Die Metropolitan Police berief sich darauf, sie habe die Lockdown-Regeln durchsetzen müssen. Eine Untersuchung kam zum Schluss, die Beamten hätten angemessen gehandelt. Was viele Frauen genauso fassungslos macht wie der polizeilich erteilte Ratschlag, im Dunkeln oder unsicheren Gegenden besser nicht allein auf die Straße zu gehen.

Gewalt gegen Frauen ein großes Problem

"An jedem Laternenmast in meiner Gegend hingen Fotos von einer vermissten jungen Frau.
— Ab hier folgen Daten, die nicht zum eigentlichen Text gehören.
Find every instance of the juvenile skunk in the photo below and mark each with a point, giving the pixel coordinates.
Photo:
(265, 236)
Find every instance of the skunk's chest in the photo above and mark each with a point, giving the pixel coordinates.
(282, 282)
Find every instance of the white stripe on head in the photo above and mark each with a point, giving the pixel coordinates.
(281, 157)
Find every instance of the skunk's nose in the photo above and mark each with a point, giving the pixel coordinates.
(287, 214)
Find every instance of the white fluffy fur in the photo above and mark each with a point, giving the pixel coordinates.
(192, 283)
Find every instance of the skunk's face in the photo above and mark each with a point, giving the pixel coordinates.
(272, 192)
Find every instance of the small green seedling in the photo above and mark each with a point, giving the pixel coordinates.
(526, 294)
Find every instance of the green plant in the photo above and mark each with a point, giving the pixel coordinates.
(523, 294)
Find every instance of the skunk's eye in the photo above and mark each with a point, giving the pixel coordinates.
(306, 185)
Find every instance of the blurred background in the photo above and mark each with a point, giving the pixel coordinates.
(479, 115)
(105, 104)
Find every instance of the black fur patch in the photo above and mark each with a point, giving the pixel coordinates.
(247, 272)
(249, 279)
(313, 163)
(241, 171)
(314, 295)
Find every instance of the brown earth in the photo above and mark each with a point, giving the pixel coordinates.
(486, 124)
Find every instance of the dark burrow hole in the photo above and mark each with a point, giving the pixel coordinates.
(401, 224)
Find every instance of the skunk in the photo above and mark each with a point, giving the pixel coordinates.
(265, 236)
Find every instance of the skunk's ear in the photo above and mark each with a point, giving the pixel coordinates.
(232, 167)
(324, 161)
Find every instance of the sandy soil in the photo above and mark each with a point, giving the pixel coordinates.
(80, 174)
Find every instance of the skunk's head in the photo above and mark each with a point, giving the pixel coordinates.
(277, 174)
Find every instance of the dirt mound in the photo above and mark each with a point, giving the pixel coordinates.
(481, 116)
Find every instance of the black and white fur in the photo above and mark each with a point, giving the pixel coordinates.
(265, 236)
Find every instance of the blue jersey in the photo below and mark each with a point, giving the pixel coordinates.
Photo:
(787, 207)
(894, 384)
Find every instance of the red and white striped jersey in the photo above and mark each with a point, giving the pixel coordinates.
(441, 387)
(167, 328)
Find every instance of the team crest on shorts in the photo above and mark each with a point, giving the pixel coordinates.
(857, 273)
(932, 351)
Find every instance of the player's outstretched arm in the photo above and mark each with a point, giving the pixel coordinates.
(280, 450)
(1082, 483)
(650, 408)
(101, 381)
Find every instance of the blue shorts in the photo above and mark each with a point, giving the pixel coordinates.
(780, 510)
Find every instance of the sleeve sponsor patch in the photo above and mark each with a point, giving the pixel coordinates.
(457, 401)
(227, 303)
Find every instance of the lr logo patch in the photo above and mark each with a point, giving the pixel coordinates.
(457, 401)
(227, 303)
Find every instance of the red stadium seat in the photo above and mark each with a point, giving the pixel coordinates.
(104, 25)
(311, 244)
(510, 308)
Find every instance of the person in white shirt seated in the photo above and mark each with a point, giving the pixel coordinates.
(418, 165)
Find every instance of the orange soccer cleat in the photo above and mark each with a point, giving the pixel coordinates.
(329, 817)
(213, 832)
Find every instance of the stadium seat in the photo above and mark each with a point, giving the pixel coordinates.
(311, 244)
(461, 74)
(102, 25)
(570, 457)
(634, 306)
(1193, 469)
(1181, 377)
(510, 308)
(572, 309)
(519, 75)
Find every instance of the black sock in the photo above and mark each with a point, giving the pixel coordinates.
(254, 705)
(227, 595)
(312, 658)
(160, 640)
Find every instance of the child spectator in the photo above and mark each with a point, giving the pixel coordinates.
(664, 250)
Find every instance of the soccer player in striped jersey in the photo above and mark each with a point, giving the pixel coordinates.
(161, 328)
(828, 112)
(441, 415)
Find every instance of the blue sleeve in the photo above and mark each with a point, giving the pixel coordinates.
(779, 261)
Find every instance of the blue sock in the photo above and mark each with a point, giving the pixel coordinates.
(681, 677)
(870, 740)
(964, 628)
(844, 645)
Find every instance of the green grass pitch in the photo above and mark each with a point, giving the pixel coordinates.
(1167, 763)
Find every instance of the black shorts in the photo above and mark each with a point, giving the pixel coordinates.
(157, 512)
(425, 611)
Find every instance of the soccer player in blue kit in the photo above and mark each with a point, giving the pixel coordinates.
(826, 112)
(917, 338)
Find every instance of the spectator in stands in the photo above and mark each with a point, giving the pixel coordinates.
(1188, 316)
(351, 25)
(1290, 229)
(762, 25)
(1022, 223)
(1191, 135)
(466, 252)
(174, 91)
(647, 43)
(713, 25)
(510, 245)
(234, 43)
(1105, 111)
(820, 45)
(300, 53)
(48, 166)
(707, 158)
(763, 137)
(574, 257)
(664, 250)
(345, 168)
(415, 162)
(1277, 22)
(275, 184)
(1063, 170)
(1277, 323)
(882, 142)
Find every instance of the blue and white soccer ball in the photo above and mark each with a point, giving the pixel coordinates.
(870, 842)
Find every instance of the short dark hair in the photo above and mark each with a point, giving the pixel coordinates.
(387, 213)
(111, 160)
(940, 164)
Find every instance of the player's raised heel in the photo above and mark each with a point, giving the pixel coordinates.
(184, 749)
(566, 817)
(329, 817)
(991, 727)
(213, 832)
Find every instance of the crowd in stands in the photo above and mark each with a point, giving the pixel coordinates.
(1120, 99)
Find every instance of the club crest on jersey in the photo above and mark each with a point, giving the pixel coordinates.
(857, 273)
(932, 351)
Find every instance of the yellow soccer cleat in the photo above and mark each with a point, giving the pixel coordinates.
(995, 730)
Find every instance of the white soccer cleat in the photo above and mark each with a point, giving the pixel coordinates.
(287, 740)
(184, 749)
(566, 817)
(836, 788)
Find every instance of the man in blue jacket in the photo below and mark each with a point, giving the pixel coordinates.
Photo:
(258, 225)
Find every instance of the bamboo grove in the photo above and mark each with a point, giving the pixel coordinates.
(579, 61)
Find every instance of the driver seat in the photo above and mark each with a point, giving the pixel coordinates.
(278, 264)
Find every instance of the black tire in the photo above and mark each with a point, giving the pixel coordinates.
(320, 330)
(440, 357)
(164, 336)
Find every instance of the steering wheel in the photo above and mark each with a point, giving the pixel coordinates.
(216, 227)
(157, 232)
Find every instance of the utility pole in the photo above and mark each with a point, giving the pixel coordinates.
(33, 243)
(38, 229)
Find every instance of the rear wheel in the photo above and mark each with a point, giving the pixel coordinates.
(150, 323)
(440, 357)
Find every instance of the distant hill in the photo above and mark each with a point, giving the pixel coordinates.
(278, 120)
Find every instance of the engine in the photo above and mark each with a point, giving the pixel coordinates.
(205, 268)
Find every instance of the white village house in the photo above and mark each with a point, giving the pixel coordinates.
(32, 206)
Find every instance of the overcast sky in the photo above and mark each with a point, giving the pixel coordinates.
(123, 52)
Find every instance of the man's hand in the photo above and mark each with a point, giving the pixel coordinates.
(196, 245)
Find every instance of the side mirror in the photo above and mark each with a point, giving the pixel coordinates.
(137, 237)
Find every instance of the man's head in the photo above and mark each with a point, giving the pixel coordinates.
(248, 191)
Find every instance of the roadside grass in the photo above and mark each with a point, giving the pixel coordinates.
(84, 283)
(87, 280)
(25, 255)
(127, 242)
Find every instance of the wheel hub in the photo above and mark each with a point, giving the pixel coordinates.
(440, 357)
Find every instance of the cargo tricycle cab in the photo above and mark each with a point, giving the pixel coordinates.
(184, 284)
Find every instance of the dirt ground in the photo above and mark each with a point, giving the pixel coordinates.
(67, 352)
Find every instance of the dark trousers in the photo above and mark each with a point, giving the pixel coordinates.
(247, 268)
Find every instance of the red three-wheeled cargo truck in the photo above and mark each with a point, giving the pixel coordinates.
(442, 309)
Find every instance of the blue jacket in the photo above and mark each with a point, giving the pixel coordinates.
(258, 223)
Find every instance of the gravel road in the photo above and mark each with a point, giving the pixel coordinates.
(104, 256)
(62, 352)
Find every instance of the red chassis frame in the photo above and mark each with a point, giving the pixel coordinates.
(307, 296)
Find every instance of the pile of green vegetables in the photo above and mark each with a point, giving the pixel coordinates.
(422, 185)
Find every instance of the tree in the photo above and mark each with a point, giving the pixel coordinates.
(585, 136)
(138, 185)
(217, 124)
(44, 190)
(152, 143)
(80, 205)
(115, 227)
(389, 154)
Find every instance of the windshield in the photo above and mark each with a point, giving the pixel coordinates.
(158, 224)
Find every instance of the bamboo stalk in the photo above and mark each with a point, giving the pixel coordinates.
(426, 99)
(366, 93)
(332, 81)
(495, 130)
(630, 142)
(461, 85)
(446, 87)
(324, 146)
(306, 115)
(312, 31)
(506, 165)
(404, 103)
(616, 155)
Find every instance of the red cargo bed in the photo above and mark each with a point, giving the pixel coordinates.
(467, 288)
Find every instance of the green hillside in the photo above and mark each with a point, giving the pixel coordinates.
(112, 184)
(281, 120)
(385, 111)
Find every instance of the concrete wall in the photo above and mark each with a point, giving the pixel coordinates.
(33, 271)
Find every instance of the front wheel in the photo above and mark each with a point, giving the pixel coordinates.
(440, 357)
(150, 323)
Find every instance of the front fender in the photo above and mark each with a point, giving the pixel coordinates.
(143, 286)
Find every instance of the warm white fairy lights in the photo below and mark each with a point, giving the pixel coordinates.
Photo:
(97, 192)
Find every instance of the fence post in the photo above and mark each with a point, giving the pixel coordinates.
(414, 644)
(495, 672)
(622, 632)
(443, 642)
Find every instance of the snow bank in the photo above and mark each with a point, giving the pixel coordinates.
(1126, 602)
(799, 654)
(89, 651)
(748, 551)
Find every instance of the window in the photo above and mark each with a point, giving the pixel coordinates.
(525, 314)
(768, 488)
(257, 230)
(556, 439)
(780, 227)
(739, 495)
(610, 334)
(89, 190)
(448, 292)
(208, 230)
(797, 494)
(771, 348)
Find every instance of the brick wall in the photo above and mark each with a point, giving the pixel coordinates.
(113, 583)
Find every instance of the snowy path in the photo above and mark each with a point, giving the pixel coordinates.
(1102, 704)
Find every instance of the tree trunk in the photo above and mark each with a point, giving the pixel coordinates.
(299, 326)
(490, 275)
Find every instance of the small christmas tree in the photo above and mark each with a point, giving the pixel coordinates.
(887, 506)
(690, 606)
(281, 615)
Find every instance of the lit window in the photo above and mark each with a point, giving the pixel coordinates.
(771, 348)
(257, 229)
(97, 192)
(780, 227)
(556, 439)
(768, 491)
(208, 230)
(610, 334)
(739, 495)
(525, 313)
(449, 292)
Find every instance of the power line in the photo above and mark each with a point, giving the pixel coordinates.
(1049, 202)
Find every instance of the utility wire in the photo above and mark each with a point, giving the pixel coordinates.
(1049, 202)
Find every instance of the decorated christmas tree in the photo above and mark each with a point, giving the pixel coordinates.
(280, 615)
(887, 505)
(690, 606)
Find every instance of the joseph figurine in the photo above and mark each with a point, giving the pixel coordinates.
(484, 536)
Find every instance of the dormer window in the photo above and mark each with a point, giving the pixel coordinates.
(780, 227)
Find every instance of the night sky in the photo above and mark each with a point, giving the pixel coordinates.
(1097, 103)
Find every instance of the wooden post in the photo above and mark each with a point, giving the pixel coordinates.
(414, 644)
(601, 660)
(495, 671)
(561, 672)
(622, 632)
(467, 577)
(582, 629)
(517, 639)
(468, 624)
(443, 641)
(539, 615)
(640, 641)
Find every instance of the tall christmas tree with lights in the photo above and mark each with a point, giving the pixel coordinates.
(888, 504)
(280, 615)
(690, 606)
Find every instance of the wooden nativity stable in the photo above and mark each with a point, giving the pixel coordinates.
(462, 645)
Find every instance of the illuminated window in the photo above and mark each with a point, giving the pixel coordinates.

Und gleichzeitig klopfte die Polizei an jede Tür und sagte Frauen, sie sollten zu ihrer eigenen Sicherheit besser zu Hause bleiben. Die Verantwortung, mit Gewalt gegen Frauen umzugehen, wurde also wieder mal den Frauen gegeben. Dabei sind nicht Frauen das Problem. Nicht wir müssen unser Verhalten ändern, das müssen die tun, die Gewalt gegen Frauen verüben."
Damit ist die Gesellschaft in den letzten Monaten jedoch keinen Schritt weitergekommen. Die Londoner Polizei hat erst einmal 25 weibliche Beamtinnen losgeschickt, das Problem vor Ort zu erforschen. Sie sprechen mit Frauen und hören sich an, wie die sich darüber beklagen, dass sie besser nicht allein, auf keinen Fall mit Kopfhörern auf den Ohren und schon gar nicht nachts durch London laufen können. Aus Angst vor Anmache, Vergewaltigung und Mord.